Der Fonds enthält zwei Container-Riesen à 13.050 TEU, die bis 2011 bei Daewoo in Südkorea gebaut werden und dann für zwölf Jahre an die Mediterranean Shipping Company (MSC) verchartert sind. Nach Ablauf hat MSC zwei Optionen: Verlängerung um drei Jahre oder den Kauf des Schiffes. Eine weitere Kaufoption besteht dann nach der verlängerten Charterphase. „Der Fonds ist ein typisches Bankprodukt“, sagt Commerz-Real-Vorstand Günter Ress. „Es ist sehr sicherheitsbetont konzeptioniert.“ Dafür können auch keine gigantischen Gewinne erwartet werden. Übt MSC die zweite Kaufoption aus, sollen die Gesamtausschüttungen (inklusive Rückzahlung der Einlage) nach 18 Jahren Fondslaufzeit bei 229 Prozent liegen.

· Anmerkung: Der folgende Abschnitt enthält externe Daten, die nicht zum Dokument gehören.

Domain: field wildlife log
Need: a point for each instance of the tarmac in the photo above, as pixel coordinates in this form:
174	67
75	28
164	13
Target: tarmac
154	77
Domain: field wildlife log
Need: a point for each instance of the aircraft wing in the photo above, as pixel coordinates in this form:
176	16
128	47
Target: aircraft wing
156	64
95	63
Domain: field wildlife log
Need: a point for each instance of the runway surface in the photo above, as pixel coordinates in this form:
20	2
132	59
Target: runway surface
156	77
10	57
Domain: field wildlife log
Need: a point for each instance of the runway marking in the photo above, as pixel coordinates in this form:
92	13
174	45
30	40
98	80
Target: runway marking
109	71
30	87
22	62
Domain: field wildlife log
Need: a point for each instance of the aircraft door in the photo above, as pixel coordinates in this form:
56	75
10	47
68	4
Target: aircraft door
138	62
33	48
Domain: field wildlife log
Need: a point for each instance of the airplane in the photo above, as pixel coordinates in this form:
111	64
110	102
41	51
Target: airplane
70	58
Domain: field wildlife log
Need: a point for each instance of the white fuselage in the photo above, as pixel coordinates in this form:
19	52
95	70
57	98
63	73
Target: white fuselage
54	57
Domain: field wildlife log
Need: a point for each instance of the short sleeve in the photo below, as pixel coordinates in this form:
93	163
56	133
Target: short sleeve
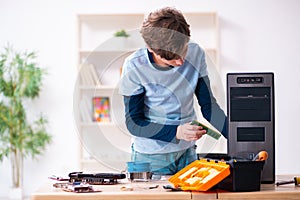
130	82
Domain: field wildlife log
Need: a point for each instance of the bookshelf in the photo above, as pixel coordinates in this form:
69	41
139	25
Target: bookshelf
106	145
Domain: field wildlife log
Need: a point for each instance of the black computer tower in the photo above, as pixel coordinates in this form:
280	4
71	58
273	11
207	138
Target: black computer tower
250	111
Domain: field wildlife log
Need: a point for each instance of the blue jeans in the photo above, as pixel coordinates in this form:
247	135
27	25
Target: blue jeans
167	163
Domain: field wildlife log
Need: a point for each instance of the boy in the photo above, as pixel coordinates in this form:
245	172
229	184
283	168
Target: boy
158	84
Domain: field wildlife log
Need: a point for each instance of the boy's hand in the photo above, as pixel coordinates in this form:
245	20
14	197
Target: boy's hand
189	132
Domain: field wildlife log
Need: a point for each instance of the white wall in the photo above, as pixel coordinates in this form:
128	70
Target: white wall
256	35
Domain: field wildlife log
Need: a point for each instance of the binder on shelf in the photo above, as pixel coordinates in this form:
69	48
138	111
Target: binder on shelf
89	75
85	111
101	109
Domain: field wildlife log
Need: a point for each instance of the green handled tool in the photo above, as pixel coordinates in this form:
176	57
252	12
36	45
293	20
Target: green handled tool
209	131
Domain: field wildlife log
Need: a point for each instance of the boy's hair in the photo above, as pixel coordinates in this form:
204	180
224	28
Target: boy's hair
166	32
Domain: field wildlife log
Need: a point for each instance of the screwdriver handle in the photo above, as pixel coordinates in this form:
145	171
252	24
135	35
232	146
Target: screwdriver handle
296	181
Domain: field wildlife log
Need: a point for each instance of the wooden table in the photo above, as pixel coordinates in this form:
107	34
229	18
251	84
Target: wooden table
112	192
141	191
267	191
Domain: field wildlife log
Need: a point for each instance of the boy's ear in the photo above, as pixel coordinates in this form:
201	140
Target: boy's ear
151	51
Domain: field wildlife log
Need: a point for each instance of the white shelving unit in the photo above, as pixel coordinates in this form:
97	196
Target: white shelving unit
105	146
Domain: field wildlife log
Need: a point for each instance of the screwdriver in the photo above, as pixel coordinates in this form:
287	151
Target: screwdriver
296	181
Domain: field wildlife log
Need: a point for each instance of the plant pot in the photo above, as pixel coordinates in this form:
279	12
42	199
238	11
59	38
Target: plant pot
16	190
15	193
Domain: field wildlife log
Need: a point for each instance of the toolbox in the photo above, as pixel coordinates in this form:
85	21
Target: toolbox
200	175
245	174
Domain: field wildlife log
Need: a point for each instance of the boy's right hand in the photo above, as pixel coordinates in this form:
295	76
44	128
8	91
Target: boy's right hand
189	132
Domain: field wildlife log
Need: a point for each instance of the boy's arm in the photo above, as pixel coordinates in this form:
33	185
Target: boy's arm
210	109
140	127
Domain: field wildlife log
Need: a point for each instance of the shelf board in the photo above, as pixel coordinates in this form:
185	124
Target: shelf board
95	124
97	87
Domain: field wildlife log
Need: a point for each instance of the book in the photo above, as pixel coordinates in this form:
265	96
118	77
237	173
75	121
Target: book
101	109
212	133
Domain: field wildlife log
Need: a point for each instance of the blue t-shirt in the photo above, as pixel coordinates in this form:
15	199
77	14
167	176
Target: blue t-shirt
169	93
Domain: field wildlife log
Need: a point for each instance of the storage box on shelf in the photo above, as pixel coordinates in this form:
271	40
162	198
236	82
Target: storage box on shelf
101	55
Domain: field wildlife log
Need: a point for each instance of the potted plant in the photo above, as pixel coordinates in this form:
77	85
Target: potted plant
20	81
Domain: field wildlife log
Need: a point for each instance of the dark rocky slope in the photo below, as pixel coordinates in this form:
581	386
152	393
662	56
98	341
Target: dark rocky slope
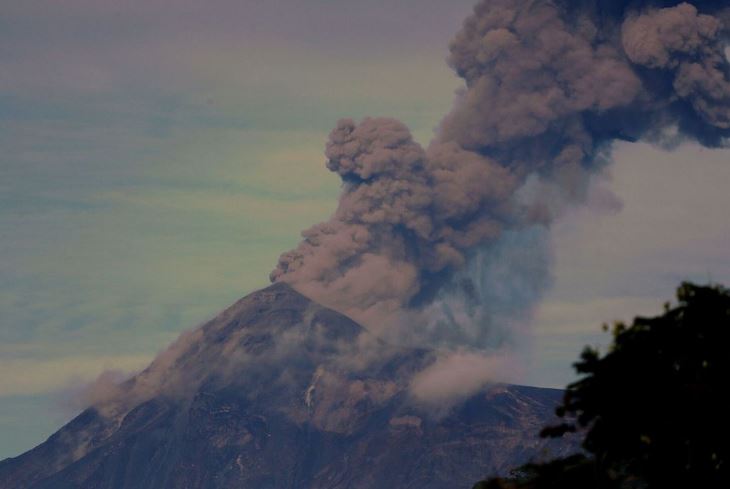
270	395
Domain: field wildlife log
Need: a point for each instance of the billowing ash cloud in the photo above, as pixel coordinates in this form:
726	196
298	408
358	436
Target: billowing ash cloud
455	234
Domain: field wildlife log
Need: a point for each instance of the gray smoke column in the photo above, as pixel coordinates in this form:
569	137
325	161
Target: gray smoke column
456	234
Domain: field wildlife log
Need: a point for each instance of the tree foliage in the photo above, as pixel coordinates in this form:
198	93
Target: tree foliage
653	409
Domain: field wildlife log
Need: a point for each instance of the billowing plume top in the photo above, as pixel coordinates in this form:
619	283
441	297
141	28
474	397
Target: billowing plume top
549	85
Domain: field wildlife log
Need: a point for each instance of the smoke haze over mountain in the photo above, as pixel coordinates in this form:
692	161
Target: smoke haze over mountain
451	240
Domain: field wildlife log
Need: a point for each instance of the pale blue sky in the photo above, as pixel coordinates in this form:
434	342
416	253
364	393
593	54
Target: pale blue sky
158	156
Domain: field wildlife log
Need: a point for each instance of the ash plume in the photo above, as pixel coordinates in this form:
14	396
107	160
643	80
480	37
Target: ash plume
452	238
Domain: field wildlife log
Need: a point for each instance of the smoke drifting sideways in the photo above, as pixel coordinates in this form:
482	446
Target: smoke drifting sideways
448	245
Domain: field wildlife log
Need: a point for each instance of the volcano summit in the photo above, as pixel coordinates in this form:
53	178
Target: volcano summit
273	393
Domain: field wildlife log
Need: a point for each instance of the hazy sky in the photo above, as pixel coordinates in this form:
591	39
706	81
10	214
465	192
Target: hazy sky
157	157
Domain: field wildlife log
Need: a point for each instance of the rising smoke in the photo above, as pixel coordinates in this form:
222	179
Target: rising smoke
453	238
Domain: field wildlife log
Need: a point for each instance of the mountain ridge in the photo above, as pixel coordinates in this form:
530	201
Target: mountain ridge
265	395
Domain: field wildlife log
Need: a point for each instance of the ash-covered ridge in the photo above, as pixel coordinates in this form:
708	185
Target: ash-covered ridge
280	392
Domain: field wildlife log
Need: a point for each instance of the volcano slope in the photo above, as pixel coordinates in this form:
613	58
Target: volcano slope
273	394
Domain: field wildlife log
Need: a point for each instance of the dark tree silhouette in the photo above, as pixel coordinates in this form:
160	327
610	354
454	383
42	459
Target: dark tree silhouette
653	409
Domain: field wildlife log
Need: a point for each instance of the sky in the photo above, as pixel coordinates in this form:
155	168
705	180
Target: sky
158	156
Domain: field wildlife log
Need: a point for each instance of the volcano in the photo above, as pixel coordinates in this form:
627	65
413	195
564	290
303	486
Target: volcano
280	392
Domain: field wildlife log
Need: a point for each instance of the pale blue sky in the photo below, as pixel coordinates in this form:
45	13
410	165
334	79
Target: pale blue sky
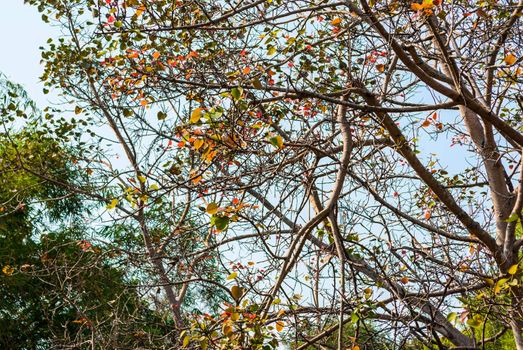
23	32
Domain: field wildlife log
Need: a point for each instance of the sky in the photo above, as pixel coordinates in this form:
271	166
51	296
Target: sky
23	32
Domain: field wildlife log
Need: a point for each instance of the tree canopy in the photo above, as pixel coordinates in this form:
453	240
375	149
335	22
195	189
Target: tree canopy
270	174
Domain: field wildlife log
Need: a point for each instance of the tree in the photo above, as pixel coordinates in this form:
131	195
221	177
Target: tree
307	132
61	285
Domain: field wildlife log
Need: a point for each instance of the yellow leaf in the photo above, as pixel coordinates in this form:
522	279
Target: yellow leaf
276	141
336	21
196	115
510	59
499	285
139	11
8	270
236	292
186	341
212	208
113	204
227	330
198	143
489	281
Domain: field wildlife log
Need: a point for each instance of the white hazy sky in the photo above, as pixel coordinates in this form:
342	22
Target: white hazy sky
22	33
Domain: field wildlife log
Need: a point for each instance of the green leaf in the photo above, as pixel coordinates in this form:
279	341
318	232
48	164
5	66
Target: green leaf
276	141
221	222
236	293
186	341
237	93
257	84
113	204
212	208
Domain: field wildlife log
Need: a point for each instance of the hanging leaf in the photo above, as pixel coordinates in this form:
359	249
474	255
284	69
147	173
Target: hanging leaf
113	204
237	93
276	141
336	21
196	115
212	208
510	59
236	293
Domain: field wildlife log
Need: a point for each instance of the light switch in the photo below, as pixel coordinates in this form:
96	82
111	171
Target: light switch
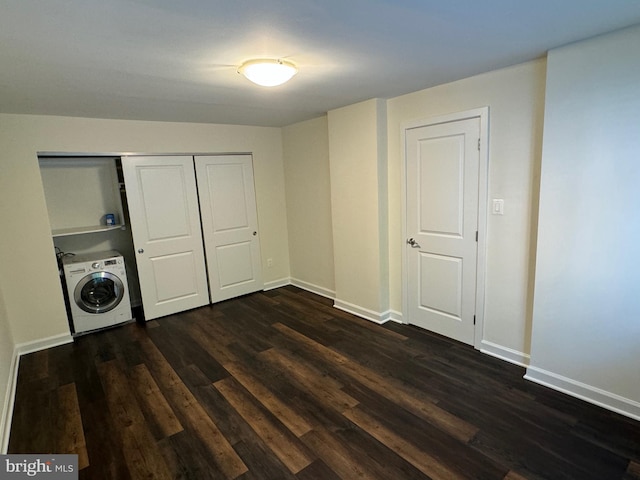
498	206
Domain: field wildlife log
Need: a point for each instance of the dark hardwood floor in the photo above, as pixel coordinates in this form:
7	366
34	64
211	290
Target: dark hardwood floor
281	385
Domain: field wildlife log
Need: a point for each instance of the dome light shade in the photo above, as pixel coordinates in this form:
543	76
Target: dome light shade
268	72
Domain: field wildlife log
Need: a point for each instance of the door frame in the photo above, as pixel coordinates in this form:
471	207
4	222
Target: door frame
482	114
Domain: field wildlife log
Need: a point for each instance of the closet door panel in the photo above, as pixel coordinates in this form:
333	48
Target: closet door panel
165	224
229	224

Im Sommer soll ein zweiter Fonds gleicher Bauart starten, diesmal für die Dresdner Bank. Die Beteiligung enthält zwei 14.000-TEU-Schiffe, die ebenfalls bis 2011 bei Daewoo gebaut werden und auch langfristig an MSC verchartert sind.

Zwei weitere 12.600-TEU-Schiffe sollen einzeln platziert werden – ebenfalls über Bankpartner. Sie werden bis 2011 bei Samsung gebaut und haben eine Langfrist-Charter mit CMA.